[<prev] [next>] [<thread-prev] [thread-next>] [day] [month] [year] [list]
Message-ID: <3aafd643-3655-420e-93fa-25d0d0ff4f32@huaweicloud.com>
Date: Fri, 6 Jun 2025 14:54:21 +0800
From: Zhang Yi <yi.zhang@...weicloud.com>
To: Jan Kara <jack@...e.cz>
Cc: linux-ext4@...r.kernel.org, linux-fsdevel@...r.kernel.org,
linux-kernel@...r.kernel.org, tytso@....edu, adilger.kernel@...ger.ca,
ojaswin@...ux.ibm.com, yi.zhang@...wei.com, libaokun1@...wei.com,
yukuai3@...wei.com, yangerkun@...wei.com
Subject: Re: [PATCH 1/5] ext4: restart handle if credits are insufficient
during writepages
On 2025/6/5 22:04, Jan Kara wrote:
> On Fri 30-05-25 14:28:54, Zhang Yi wrote:
>> From: Zhang Yi <yi.zhang@...wei.com>
>>
>> After large folios are supported on ext4, writing back a sufficiently
>> large and discontinuous folio may consume a significant number of
>> journal credits, placing considerable strain on the journal. For
>> example, in a 20GB filesystem with 1K block size and 1MB journal size,
>> writing back a 2MB folio could require thousands of credits in the
>> worst-case scenario (when each block is discontinuous and distributed
>> across different block groups), potentially exceeding the journal size.
>>
>> Fix this by making the write-back process first reserves credits for one
>> page and attempts to extend the transaction if the credits are
>> insufficient. In particular, if the credits for a transaction reach
>> their upper limit, stop the handle and initiate a new transaction.
>>
>> Note that since we do not support partial folio writeouts, some blocks
>> within this folio may have been allocated. These allocated extents are
>> submitted through the current transaction, but the folio itself is not
>> submitted. To prevent stale data and potential deadlocks in ordered
>> mode, only the dioread_nolock mode supports this solution, as it always
>> allocate unwritten extents.
>>
>> Suggested-by: Jan Kara <jack@...e.cz>
>> Signed-off-by: Zhang Yi <yi.zhang@...wei.com>
>
> Couple of simplification suggestions below and one bigger issue we need to
> deal with.
>
Thanks a lot for your comments and suggestions.

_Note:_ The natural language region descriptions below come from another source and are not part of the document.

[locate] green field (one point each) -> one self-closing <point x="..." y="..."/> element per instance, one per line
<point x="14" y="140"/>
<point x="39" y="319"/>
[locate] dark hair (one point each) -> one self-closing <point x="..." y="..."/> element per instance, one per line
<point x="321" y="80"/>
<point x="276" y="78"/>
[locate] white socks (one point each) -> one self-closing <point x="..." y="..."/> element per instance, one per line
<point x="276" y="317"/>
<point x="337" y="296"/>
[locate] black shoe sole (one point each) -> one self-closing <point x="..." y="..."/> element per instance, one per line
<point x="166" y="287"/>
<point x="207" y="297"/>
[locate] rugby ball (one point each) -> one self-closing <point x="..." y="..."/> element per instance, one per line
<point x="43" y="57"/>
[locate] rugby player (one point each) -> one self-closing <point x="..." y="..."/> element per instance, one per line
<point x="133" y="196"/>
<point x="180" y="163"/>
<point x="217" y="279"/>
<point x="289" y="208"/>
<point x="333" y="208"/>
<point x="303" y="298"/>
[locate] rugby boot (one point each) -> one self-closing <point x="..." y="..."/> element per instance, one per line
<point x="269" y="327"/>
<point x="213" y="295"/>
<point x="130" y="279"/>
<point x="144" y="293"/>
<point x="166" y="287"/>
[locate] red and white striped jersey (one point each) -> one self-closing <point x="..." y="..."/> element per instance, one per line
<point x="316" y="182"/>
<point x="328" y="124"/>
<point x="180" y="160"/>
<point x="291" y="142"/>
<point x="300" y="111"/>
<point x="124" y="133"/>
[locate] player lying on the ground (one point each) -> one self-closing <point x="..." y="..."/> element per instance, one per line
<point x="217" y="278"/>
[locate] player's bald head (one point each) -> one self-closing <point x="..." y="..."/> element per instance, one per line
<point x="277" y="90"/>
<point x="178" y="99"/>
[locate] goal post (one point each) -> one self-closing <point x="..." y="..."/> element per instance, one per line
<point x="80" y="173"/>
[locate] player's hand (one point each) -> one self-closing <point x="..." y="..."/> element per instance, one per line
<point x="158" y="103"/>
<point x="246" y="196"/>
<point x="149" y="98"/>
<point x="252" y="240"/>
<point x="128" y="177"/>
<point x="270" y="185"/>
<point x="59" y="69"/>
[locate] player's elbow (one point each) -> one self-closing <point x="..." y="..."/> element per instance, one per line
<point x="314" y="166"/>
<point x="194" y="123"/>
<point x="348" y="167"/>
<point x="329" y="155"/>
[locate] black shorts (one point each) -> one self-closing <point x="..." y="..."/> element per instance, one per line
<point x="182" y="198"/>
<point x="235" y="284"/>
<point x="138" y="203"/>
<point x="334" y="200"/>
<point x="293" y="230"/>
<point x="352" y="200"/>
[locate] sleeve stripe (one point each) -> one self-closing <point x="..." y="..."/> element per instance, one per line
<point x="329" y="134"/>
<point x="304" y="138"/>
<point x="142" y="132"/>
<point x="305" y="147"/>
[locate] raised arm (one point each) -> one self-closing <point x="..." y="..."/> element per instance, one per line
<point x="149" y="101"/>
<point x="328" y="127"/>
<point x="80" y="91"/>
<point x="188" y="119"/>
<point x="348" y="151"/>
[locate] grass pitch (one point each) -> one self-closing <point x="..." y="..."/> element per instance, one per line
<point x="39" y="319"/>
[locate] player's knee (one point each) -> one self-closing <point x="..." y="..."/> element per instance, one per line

>> diff --git a/fs/ext4/inode.c b/fs/ext4/inode.c
>> index be9a4cba35fd..5ef34c0c5633 100644
>> --- a/fs/ext4/inode.c
>> +++ b/fs/ext4/inode.c
>> @@ -1680,6 +1680,7 @@ struct mpage_da_data {
>> unsigned int do_map:1;
>> unsigned int scanned_until_end:1;
>> unsigned int journalled_more_data:1;
>> + unsigned int continue_map:1;
>> };
>>
>> static void mpage_release_unused_pages(struct mpage_da_data *mpd,
>> @@ -2367,6 +2368,8 @@ static int mpage_map_one_extent(handle_t *handle, struct mpage_da_data *mpd)
>> *
>> * @handle - handle for journal operations
>> * @mpd - extent to map
>> + * @needed_blocks - journal credits needed for one writepages iteration
>> + * @check_blocks - journal credits needed for map one extent
>> * @give_up_on_write - we set this to true iff there is a fatal error and there
>> * is no hope of writing the data. The caller should discard
>> * dirty pages to avoid infinite loops.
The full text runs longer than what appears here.